Rund 4,17 Millionen Pflegebedürftige in Deutschland werden zu Hause versorgt — das sind 84 % aller Pflegebedürftigen (Destatis, 2023). Wer die Pflege eines Angehörigen zu Hause organisiert, steht vor vielen Fragen: Welcher Pflegegrad? Welche Leistungen? Welche Umbaumaßnahmen? Dieser Ratgeber gibt Ihnen eine praktische Schritt-für-Schritt-Checkliste — von der Antragstellung bis zur Entlastung im Pflegealltag.

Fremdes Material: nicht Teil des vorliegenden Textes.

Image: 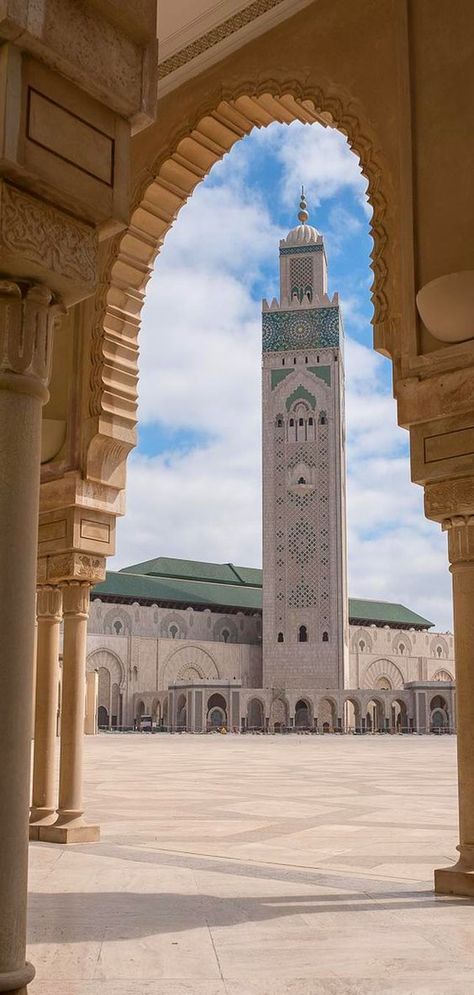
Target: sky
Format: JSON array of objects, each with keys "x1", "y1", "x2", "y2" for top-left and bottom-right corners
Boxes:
[{"x1": 109, "y1": 116, "x2": 452, "y2": 631}]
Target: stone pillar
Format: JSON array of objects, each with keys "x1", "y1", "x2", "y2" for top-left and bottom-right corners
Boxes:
[
  {"x1": 435, "y1": 515, "x2": 474, "y2": 896},
  {"x1": 30, "y1": 585, "x2": 61, "y2": 840},
  {"x1": 40, "y1": 580, "x2": 100, "y2": 843},
  {"x1": 84, "y1": 670, "x2": 99, "y2": 736},
  {"x1": 0, "y1": 280, "x2": 58, "y2": 993}
]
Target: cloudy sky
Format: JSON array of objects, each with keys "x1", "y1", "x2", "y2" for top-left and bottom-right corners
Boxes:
[{"x1": 110, "y1": 116, "x2": 452, "y2": 630}]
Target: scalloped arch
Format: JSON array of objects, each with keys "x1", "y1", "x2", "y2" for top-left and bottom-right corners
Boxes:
[
  {"x1": 87, "y1": 76, "x2": 392, "y2": 487},
  {"x1": 162, "y1": 643, "x2": 219, "y2": 684},
  {"x1": 86, "y1": 647, "x2": 125, "y2": 691},
  {"x1": 362, "y1": 659, "x2": 404, "y2": 691}
]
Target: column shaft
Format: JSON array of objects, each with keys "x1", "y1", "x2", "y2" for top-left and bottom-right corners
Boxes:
[
  {"x1": 30, "y1": 586, "x2": 61, "y2": 839},
  {"x1": 451, "y1": 562, "x2": 474, "y2": 852},
  {"x1": 435, "y1": 516, "x2": 474, "y2": 897},
  {"x1": 0, "y1": 281, "x2": 58, "y2": 993},
  {"x1": 40, "y1": 581, "x2": 100, "y2": 843}
]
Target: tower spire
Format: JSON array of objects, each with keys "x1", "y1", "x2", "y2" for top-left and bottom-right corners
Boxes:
[{"x1": 298, "y1": 186, "x2": 309, "y2": 225}]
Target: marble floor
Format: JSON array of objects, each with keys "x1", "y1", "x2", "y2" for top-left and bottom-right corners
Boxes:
[{"x1": 28, "y1": 734, "x2": 474, "y2": 995}]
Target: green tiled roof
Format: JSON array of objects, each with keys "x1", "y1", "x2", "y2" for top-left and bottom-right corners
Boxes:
[
  {"x1": 349, "y1": 598, "x2": 434, "y2": 629},
  {"x1": 94, "y1": 569, "x2": 262, "y2": 611},
  {"x1": 93, "y1": 556, "x2": 433, "y2": 629}
]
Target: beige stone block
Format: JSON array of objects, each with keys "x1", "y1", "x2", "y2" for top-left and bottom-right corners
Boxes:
[
  {"x1": 434, "y1": 865, "x2": 474, "y2": 898},
  {"x1": 37, "y1": 826, "x2": 100, "y2": 843}
]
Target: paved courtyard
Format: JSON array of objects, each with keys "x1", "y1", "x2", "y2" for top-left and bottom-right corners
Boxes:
[{"x1": 29, "y1": 734, "x2": 474, "y2": 995}]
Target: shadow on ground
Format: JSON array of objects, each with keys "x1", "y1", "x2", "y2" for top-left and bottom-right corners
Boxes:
[{"x1": 28, "y1": 891, "x2": 469, "y2": 944}]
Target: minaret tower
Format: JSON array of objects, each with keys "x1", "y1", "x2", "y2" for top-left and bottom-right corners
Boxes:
[{"x1": 262, "y1": 190, "x2": 348, "y2": 688}]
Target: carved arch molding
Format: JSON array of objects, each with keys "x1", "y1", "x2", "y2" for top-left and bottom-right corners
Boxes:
[{"x1": 86, "y1": 79, "x2": 390, "y2": 486}]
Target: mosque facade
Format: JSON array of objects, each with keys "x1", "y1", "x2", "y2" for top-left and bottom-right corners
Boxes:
[{"x1": 86, "y1": 195, "x2": 456, "y2": 733}]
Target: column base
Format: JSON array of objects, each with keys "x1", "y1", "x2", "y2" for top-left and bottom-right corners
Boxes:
[
  {"x1": 39, "y1": 825, "x2": 100, "y2": 843},
  {"x1": 29, "y1": 809, "x2": 57, "y2": 840},
  {"x1": 435, "y1": 861, "x2": 474, "y2": 898},
  {"x1": 0, "y1": 961, "x2": 35, "y2": 995}
]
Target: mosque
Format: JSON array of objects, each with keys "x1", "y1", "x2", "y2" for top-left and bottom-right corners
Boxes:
[{"x1": 86, "y1": 194, "x2": 455, "y2": 733}]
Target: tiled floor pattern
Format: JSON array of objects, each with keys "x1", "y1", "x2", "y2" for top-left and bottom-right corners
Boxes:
[{"x1": 29, "y1": 734, "x2": 474, "y2": 995}]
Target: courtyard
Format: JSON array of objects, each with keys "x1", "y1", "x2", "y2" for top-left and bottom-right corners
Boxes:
[{"x1": 28, "y1": 734, "x2": 474, "y2": 995}]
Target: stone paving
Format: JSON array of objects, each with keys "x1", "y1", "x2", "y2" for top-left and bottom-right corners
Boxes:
[{"x1": 28, "y1": 734, "x2": 474, "y2": 995}]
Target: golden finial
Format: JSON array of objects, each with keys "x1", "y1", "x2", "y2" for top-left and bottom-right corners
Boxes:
[{"x1": 298, "y1": 187, "x2": 309, "y2": 225}]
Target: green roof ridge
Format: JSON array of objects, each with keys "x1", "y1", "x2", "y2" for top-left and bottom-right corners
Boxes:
[{"x1": 94, "y1": 557, "x2": 433, "y2": 629}]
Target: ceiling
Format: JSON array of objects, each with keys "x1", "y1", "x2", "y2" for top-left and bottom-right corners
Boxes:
[{"x1": 158, "y1": 0, "x2": 315, "y2": 96}]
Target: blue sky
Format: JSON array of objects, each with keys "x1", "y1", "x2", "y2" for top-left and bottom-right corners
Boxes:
[{"x1": 111, "y1": 123, "x2": 451, "y2": 630}]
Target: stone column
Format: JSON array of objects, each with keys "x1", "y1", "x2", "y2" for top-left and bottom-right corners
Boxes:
[
  {"x1": 435, "y1": 515, "x2": 474, "y2": 896},
  {"x1": 84, "y1": 670, "x2": 99, "y2": 736},
  {"x1": 30, "y1": 585, "x2": 62, "y2": 840},
  {"x1": 40, "y1": 580, "x2": 100, "y2": 843},
  {"x1": 0, "y1": 280, "x2": 58, "y2": 993}
]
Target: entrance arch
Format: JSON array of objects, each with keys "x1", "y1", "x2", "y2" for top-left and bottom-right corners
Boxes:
[
  {"x1": 97, "y1": 705, "x2": 109, "y2": 729},
  {"x1": 207, "y1": 693, "x2": 227, "y2": 729},
  {"x1": 86, "y1": 80, "x2": 394, "y2": 506},
  {"x1": 390, "y1": 698, "x2": 409, "y2": 732},
  {"x1": 344, "y1": 698, "x2": 361, "y2": 732},
  {"x1": 365, "y1": 698, "x2": 385, "y2": 733},
  {"x1": 318, "y1": 698, "x2": 337, "y2": 733},
  {"x1": 247, "y1": 698, "x2": 265, "y2": 730},
  {"x1": 430, "y1": 694, "x2": 449, "y2": 734},
  {"x1": 176, "y1": 694, "x2": 188, "y2": 731},
  {"x1": 270, "y1": 698, "x2": 288, "y2": 732},
  {"x1": 295, "y1": 698, "x2": 313, "y2": 729}
]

Veröffentlicht am 13. März 2026 · Zuletzt aktualisiert: 13. März 2026 · Lesezeit: ca. 14 Min.

Redaktion: Pflegeheim-Vergleich · Quellen: §14 SGB XI, §36 SGB XI, §37 SGB XI, §39 SGB XI, §40 SGB XI, §42 SGB XI, §45b SGB XI, PfleZG, FPfZG

Checkliste: Pflege zu Hause in 8 Schritten

Die Organisation der häuslichen Pflege ist ein Prozess mit vielen Stellschrauben. Diese Checkliste gibt Ihnen einen strukturierten Fahrplan — von der Antragstellung bis zur langfristigen Absicherung. Haken Sie jeden Punkt ab, sobald er erledigt ist.

  1. 1 Pflegegrad beantragen — Antrag bei der Pflegekasse stellen, MD-Begutachtung vorbereiten
  2. 2 Pflegeberatung nutzen — Kostenlose Beratung nach §7a SGB XI (Pflegestützpunkt oder Pflegekasse)
  3. 3 Leistungen beantragen — Pflegegeld, Sachleistungen, Entlastungsbetrag, Pflegehilfsmittel
  4. 4 Wohnung anpassen — Barrierefreiheit prüfen, Zuschuss für Wohnraumanpassung beantragen
  5. 5 Pflegedienst auswählen — Ambulante Dienste vergleichen, Kombinationsleistung prüfen
  6. 6 Pflegealltag strukturieren — Tagesablauf planen, Hilfsmittel organisieren, Dokumentation führen
  7. 7 Entlastung sichern — Verhinderungspflege, Kurzzeitpflege, Tagespflege einplanen
  8. 8 Eigene Absicherung — Rentenversicherung prüfen, Pflegezeit beim Arbeitgeber klären

Schritt 1: Pflegegrad beantragen

Ohne anerkannten Pflegegrad erhalten Sie keine Leistungen der Pflegekasse. Der Antrag ist formlos möglich — ein Anruf bei der Pflegekasse des Pflegebedürftigen genügt. Die Pflegekasse beauftragt dann den Medizinischen Dienst (MD) mit einer Begutachtung, die in der Regel zu Hause stattfindet.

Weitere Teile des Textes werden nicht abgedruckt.